Christofer Clemens ist Vertriebsleiter des Unternehmens MasterCoach, welches als Teil der europäischen Amisco Gruppe nach eigenen Angaben zufolge Marktführer in Europa und Deutschland für visuelle Analyse-Lösungen im Profifußball ist. Zu den Kunden zählen in der Bundesliga Bayer Leverkusen, VfB Stuttgart, Hamburger SV, Borussia Dortmund, TSG Hoffenheim und FC Bayern München.
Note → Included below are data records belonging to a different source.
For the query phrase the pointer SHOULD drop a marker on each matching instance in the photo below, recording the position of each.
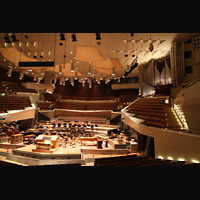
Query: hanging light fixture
(90, 83)
(98, 36)
(72, 67)
(42, 71)
(89, 70)
(113, 71)
(60, 69)
(7, 39)
(62, 36)
(21, 75)
(14, 38)
(76, 75)
(74, 38)
(10, 71)
(35, 55)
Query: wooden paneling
(97, 90)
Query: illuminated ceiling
(115, 51)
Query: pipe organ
(177, 64)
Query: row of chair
(13, 103)
(16, 87)
(152, 110)
(134, 160)
(77, 106)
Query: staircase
(173, 122)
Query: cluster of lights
(180, 116)
(179, 159)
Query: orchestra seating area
(88, 98)
(152, 110)
(13, 103)
(134, 160)
(127, 98)
(69, 105)
(44, 106)
(51, 97)
(78, 106)
(16, 87)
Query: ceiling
(113, 47)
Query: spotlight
(74, 38)
(151, 46)
(14, 38)
(98, 36)
(7, 39)
(62, 36)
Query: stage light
(42, 53)
(7, 39)
(14, 38)
(151, 47)
(35, 55)
(74, 38)
(113, 71)
(98, 36)
(72, 67)
(60, 69)
(76, 75)
(89, 71)
(62, 36)
(10, 71)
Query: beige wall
(168, 144)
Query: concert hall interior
(99, 99)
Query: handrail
(192, 83)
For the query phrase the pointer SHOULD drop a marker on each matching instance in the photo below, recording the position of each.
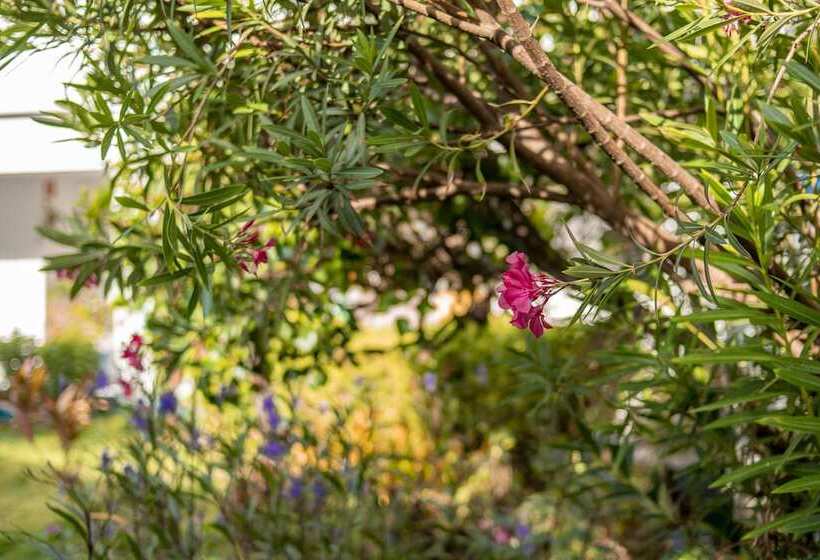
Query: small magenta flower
(271, 414)
(319, 492)
(249, 252)
(482, 374)
(132, 352)
(430, 382)
(127, 389)
(296, 488)
(501, 535)
(273, 449)
(100, 381)
(140, 419)
(168, 403)
(526, 294)
(105, 460)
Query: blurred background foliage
(281, 172)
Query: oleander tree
(267, 158)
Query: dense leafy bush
(71, 360)
(278, 166)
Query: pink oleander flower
(526, 294)
(132, 352)
(249, 252)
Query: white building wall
(32, 158)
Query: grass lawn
(23, 500)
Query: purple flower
(482, 374)
(319, 492)
(273, 449)
(526, 294)
(271, 414)
(430, 382)
(140, 419)
(296, 488)
(100, 381)
(105, 460)
(168, 403)
(501, 535)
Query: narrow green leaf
(752, 471)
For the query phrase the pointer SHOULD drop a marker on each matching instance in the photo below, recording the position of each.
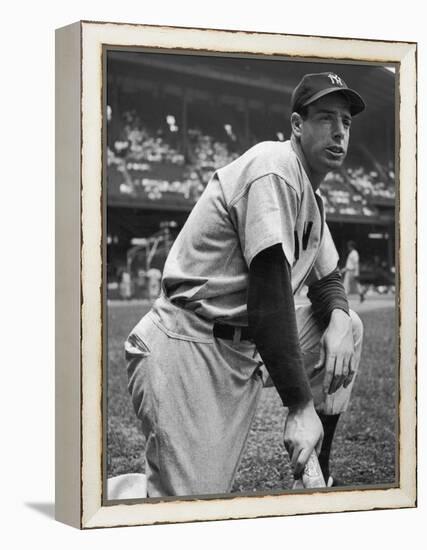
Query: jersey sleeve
(265, 215)
(326, 260)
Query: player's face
(325, 133)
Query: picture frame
(81, 272)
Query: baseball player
(351, 272)
(196, 361)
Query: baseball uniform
(196, 394)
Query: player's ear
(296, 124)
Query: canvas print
(250, 275)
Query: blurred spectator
(351, 272)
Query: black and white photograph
(250, 277)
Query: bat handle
(312, 476)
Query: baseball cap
(314, 86)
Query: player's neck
(314, 177)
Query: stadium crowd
(152, 162)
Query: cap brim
(357, 105)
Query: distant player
(255, 237)
(351, 272)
Die Daten werden mit acht fest installierten Kamerasensoren ermittelt, die unter dem Stadiondach angebracht sind. Rund 50 Stadien in Europa sind mit dieser Technik ausgerüstet. Ab 30.000 Euro gibt es die Installation. Für eine aussagekräftige Analyse der eigenen Spiele ist eine Investition ab 50.000 Euro pro Saison notwendig.

Mit Hilfe von Computerprogrammen kann jedes Spiel aus der Vogelperspektive analysiert und in seine Einzelteile seziert werden. Das System liefert eine Vielzahl von Daten: Wie viel ist ein Spieler gelaufen? Wie oft ist er gesprintet? In welcher Intensität? Jedes Ereignis lässt sich herausfiltern: Tore, Befreiungsschläge, Zweikämpfe. Man kann sich von jedem Spieler alle Pässe als Pfeile anzeigen lassen, ihre Richtung, ihre Länge und ob sie beim Mitspieler oder beim Gegner gelandet sind.